Accordingly, the Appellate Court analyzed the hematologist’s qualifications under the licensure and familiarity prong.

The court held the hematologist met the licensure prong as he was a licensed medical doctor and so was the surgeon. The question was whether the hematologist could meet the familiarity prong. The Appellate Court noted that simply because the expert was not of the same speciality was not controlling. A physician of a different specialty can still demonstrate sufficient familiarity to testify.
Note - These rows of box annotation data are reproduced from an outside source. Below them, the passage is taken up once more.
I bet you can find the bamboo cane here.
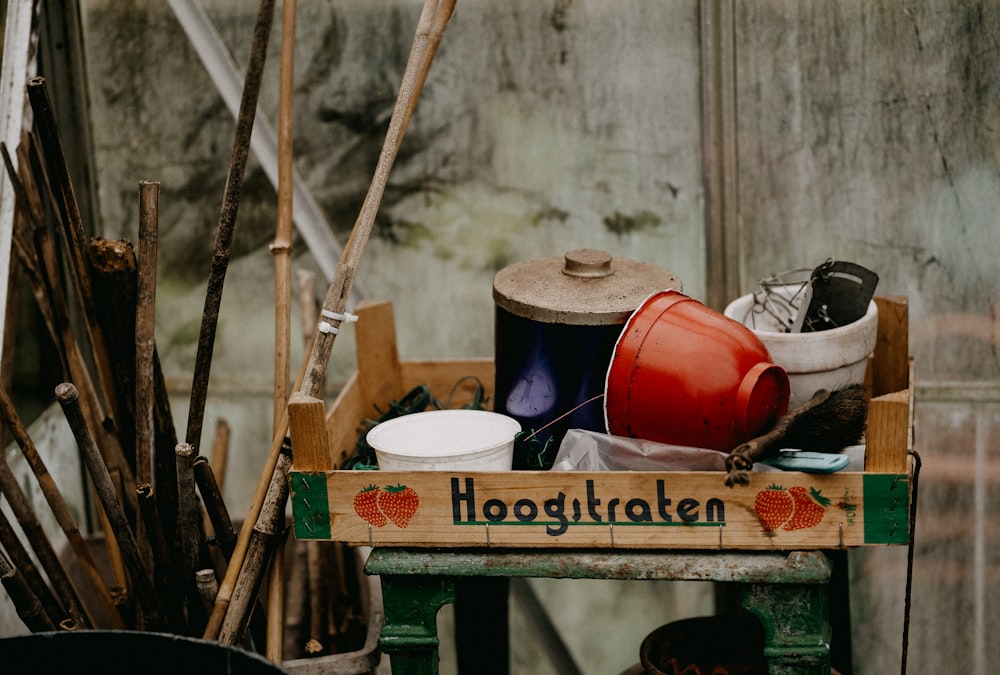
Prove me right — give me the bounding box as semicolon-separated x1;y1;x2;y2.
0;354;125;628
266;0;296;663
96;469;130;626
28;77;125;444
175;443;201;580
271;0;296;434
218;444;292;645
0;509;74;624
192;455;236;560
0;459;95;628
89;239;180;569
264;528;288;664
56;382;162;630
185;0;274;451
204;0;456;639
18;129;138;528
135;181;160;489
194;568;219;614
0;552;56;633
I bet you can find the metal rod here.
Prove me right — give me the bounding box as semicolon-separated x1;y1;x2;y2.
56;382;161;630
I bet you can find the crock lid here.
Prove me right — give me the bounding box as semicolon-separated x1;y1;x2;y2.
493;248;683;326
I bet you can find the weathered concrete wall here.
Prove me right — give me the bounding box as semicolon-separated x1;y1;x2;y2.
78;1;703;402
3;0;1000;673
736;0;1000;382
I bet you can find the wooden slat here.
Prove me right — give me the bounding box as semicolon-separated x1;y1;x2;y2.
288;391;336;471
865;389;910;473
401;358;494;409
292;471;909;550
326;371;372;465
872;296;910;396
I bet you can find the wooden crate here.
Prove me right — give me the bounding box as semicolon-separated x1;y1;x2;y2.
289;298;913;550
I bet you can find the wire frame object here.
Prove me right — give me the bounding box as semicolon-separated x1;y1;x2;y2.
742;267;813;333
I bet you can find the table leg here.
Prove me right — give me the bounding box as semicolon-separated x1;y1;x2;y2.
379;575;455;675
743;584;830;675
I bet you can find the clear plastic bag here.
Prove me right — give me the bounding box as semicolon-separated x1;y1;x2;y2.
551;429;726;471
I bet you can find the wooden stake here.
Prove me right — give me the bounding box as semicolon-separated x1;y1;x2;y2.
0;459;95;628
264;529;288;664
219;446;292;645
0;509;74;624
0;378;125;629
175;443;201;580
56;382;161;630
0;553;56;633
28;77;124;448
204;0;456;639
194;569;219;614
185;0;274;451
90;239;180;568
192;456;236;560
135;181;160;492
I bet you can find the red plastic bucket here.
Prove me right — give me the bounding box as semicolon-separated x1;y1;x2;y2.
604;290;789;452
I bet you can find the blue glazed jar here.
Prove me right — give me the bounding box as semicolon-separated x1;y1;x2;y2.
493;249;682;470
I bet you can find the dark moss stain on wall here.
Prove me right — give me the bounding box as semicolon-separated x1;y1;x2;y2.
604;211;663;236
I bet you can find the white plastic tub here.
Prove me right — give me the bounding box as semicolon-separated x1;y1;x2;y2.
724;294;878;409
366;409;521;471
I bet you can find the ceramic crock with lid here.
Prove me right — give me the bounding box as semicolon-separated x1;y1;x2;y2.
493;249;682;469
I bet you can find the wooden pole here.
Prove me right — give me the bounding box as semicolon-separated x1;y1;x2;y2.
219;445;292;645
204;0;455;639
175;443;201;580
0;509;75;626
192;455;236;560
56;382;161;630
135;181;160;490
28;77;124;444
0;553;56;633
271;0;296;434
90;239;180;568
0;459;95;628
185;0;274;451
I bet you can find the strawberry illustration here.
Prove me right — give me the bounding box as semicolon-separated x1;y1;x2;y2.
753;485;795;532
354;485;388;527
782;487;830;530
378;484;420;527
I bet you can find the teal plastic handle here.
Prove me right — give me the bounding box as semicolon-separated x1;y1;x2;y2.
762;450;851;473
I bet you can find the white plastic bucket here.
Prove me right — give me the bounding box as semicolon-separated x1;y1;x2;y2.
366;409;521;471
724;294;878;410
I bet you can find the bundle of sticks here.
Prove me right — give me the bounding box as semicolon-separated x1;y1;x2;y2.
0;0;455;661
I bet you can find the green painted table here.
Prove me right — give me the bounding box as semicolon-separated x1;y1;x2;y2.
365;547;832;675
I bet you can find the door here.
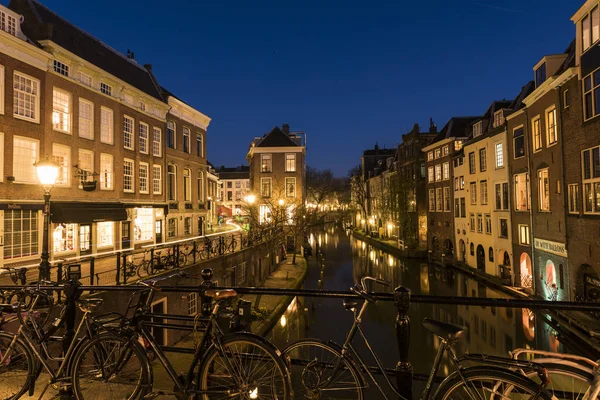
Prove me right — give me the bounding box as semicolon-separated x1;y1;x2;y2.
121;221;131;249
154;219;162;243
79;224;92;256
150;297;167;346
However, in this case, the hematologist did not meet the familiarity prong.

For the hematologist to be qualified, he had to possess familiarity with the standard of care for determining when a biopsy, a surgical procedure, should be performed under the circumstances presented by this patient. Nothing in plaintiff’s attempts to qualify the hematologist so stated. The hematologist could not perform a biopsy, held no surgical privileges and conceded that he may disagree with surgeons as to whether a biopsy need be performed. That he and a referring surgeon might disagree is evidence that the decision to perform a biopsy is inherently tied to a surgeon’s training. The Appellate Court thus found that the hematologist was not qualified to offer opinions critical of the surgeon.